The 1910's witnessed many discoveries about Johne's disease. In Denmark, O. Bang discovered that animals with Johne's disease responded weakly or not at all to intradermal injection of antigens prepared from the tubercle bacillus (Mycobacterium bovis), but responded well to avian tuberculin (antigens prepared from Mycobacterium avium). On the basis of this observation, Bang suggested that avian tuberculin could be used for diagnostic testing of animals. This was confirmed a year later in England by G.P. Male. Thus, even before the bacterium that caused Johne's disease was isolated by laboratory culture of the organism, it was recognized to be related to the bacterium that caused tuberculosis in birds. The difference was that the cause of avian tuberculosis could be grown on laboratory culture media while the bacterium causing Johne's disease could not.

In 1911, during attempts to culture the bacterium that caused Johne's disease, a serendipitous observation by the British scientist F.W. Twort led to the isolation of the etiologic agent.

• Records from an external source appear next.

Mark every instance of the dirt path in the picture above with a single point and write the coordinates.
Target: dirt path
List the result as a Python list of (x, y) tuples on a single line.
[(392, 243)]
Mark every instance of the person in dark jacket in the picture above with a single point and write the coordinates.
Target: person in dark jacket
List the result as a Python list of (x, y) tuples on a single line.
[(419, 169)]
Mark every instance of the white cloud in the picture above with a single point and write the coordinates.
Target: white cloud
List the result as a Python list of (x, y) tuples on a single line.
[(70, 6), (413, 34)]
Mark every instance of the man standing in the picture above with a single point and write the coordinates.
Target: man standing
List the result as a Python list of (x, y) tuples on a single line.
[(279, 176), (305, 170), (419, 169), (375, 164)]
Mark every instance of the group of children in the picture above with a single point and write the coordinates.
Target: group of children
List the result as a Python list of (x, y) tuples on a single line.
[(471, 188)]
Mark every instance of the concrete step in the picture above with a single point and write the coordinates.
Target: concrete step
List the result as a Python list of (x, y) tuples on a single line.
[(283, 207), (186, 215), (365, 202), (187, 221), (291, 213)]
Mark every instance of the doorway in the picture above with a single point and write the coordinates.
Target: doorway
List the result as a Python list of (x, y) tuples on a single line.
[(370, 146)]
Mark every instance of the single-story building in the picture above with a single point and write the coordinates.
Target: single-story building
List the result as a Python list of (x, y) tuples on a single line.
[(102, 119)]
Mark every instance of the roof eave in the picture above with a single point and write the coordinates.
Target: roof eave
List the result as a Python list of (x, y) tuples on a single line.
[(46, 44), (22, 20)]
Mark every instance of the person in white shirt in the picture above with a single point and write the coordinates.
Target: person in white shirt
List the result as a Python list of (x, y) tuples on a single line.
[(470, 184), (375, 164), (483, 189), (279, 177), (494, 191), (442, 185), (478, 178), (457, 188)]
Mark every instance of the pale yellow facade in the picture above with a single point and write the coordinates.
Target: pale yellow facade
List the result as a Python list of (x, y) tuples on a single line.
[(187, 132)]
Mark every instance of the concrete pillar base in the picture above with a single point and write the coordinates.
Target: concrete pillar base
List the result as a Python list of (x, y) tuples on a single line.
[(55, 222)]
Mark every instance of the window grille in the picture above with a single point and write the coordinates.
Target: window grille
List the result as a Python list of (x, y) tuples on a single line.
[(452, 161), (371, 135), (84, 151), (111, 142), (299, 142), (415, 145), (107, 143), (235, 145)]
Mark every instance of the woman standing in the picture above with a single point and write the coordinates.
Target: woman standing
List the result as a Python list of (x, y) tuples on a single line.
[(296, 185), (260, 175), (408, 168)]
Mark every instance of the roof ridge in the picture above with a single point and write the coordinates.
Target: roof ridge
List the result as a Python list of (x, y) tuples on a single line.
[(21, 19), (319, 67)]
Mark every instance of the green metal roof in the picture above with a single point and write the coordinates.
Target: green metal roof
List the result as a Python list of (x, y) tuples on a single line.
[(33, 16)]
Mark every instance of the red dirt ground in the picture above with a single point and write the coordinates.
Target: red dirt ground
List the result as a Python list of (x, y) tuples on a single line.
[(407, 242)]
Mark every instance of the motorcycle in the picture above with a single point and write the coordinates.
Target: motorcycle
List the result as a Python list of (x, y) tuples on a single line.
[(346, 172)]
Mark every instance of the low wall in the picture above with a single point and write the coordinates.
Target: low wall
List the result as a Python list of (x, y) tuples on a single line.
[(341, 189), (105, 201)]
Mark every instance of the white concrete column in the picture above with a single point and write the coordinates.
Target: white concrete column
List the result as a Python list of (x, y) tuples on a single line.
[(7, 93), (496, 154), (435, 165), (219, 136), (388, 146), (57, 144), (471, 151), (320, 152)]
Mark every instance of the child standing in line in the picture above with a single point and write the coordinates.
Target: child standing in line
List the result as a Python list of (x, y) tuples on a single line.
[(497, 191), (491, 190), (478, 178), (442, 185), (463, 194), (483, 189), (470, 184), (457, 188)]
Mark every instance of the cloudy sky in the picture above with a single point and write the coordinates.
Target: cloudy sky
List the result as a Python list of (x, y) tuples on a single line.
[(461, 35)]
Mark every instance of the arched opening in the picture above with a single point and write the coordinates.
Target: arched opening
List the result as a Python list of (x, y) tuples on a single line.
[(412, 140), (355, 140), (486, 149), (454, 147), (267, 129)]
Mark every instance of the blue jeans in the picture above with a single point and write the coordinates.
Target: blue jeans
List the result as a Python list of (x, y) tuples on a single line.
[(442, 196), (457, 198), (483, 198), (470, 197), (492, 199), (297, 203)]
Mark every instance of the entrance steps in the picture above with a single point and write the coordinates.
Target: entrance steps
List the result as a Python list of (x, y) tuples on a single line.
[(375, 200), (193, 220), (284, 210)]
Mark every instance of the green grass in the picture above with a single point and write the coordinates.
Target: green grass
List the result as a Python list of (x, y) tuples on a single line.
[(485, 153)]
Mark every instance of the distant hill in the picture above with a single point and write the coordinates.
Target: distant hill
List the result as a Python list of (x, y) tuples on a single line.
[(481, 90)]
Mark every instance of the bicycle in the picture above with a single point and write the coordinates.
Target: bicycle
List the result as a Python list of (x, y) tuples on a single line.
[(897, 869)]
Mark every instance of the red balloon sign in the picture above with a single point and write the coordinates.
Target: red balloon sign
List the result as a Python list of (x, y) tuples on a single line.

Twort's failure to keep pace with cleaning of laboratory glassware and a perceptive eye resulted in the observation of small bacterial colonies growing like satellites around larger colonies in old cultures he was preparing to discard. The larger colonies were contaminants of the common hay bacillus, Mycobacterium phlei. Suspecting that the M. phlei bacteria were providing some essential nutrient, Twort incorporated a heat- killed preparation of the organism into his culture medium. This new culture medium, he discovered, could grow a new acid-fast bacterium which he named Mycobacterium enteriditis chronicae pseudotuberculosae bovis Johne. In 1912, H. Holth also reported successful isolation of the cause of Johne's disease. Holth recognized the disease descriptions of Bang and simply called the organism he isolated the paratuberculosis bacillus and failed to receive much recognition for his discovery. (electron micrograph, 73.4K)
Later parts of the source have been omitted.